In total, he logged 723 hours in space.

==Post-NASA career==
In 2011, Nagel and his wife Linda moved to Columbia, Missouri, where they both were teaching at the University of Missouri. Nagel was a retention specialist in the College of Engineering and instructor in the Mechanical and Aerospace Engineering Department, specializing in aerospace propulsion; Godwin was a professor in the physics department, specializing in astronomy.

Specifically he worked at the University of Missouri College of Engineering.

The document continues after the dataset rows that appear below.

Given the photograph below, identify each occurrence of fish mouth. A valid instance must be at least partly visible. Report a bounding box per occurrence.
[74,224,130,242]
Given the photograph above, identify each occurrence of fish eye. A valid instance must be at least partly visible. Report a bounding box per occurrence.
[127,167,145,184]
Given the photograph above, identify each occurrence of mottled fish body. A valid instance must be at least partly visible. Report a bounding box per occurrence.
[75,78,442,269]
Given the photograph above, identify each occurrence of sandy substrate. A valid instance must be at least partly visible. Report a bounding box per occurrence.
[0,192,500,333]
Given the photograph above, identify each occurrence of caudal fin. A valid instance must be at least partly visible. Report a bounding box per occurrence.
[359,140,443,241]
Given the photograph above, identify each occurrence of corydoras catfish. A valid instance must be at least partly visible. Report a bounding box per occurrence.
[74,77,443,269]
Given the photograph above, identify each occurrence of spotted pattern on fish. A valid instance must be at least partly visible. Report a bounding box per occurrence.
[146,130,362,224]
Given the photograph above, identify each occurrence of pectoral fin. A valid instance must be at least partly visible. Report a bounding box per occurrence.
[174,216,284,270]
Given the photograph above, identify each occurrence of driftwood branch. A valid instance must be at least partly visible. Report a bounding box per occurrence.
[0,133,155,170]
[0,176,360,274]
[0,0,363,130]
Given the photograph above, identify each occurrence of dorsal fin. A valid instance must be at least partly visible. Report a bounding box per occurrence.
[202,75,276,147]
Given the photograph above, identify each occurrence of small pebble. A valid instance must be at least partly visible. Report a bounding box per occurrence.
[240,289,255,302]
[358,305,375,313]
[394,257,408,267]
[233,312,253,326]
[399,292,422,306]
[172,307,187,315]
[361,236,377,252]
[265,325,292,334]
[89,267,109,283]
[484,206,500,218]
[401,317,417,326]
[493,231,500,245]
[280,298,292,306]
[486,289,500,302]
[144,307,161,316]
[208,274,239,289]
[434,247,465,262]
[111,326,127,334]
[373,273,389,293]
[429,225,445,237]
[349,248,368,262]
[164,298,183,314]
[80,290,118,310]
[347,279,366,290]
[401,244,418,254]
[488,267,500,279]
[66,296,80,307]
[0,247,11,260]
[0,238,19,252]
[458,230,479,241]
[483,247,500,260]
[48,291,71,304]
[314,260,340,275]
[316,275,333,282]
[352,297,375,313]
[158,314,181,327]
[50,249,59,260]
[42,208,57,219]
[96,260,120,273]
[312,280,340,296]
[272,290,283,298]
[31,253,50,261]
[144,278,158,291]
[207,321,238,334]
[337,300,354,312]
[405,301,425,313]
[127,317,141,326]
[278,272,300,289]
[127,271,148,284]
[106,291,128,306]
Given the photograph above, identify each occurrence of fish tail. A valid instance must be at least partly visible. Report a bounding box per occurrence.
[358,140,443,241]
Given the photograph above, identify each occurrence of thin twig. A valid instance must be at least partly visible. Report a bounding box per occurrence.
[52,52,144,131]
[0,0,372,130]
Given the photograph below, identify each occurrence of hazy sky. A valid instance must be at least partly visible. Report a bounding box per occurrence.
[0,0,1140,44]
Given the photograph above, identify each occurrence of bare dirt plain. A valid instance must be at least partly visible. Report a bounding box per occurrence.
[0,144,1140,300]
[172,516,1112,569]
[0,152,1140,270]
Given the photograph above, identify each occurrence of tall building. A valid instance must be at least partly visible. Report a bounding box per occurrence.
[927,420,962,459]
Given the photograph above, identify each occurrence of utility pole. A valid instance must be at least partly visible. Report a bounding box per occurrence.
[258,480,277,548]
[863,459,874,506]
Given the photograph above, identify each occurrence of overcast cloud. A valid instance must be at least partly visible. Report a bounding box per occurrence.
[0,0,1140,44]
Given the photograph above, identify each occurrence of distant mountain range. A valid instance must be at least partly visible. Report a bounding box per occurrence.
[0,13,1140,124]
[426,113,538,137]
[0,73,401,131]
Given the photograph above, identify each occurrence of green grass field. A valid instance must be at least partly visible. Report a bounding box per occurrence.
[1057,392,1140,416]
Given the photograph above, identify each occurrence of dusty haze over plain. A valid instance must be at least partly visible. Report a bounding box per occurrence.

There he served as an instructor in the university's Mechanical and Aerospace Engineering Department.

==Organizations==
Life member of the Order of Daedalians and Alpha Delta Phi; and honorary member of Phi Eta Sigma, Sigma Tau, Tau Beta Pi, and Sigma Gamma Tau.

==Special honors==

Awarded the Air Force Distinguished Flying Cross and the Air Medal with 7 Oak Leaf Clusters; and for Undergraduate Pilot Training, recipient of the Commander's Trophy, the Flying Trophy, the Academic Trophy, and the Orville Wright Achievement Award (Order of Daedalians); also presented the Air Force Meritorious Service Medal (1978).

Recipient of 4 NASA Space Flight Medals, (1985, 1991, 1993), NASA Exceptional Service Medals (1988, 1989), NASA Outstanding Leadership Medal (1992), AAS Flight Achievement Award, STS-37 Crew (1992), Outstanding Alumni Award (University of Illinois, 1992), NASA Distinguished Service Medal (1994), Distinguished Alumni Award (California State University, Fresno, 1994), Lincoln Laureate (State of Illinois, 1994).

==Death==
Nagel died in Columbia, Missouri, from advanced melanoma on August 21, 2014. He was 67 years old.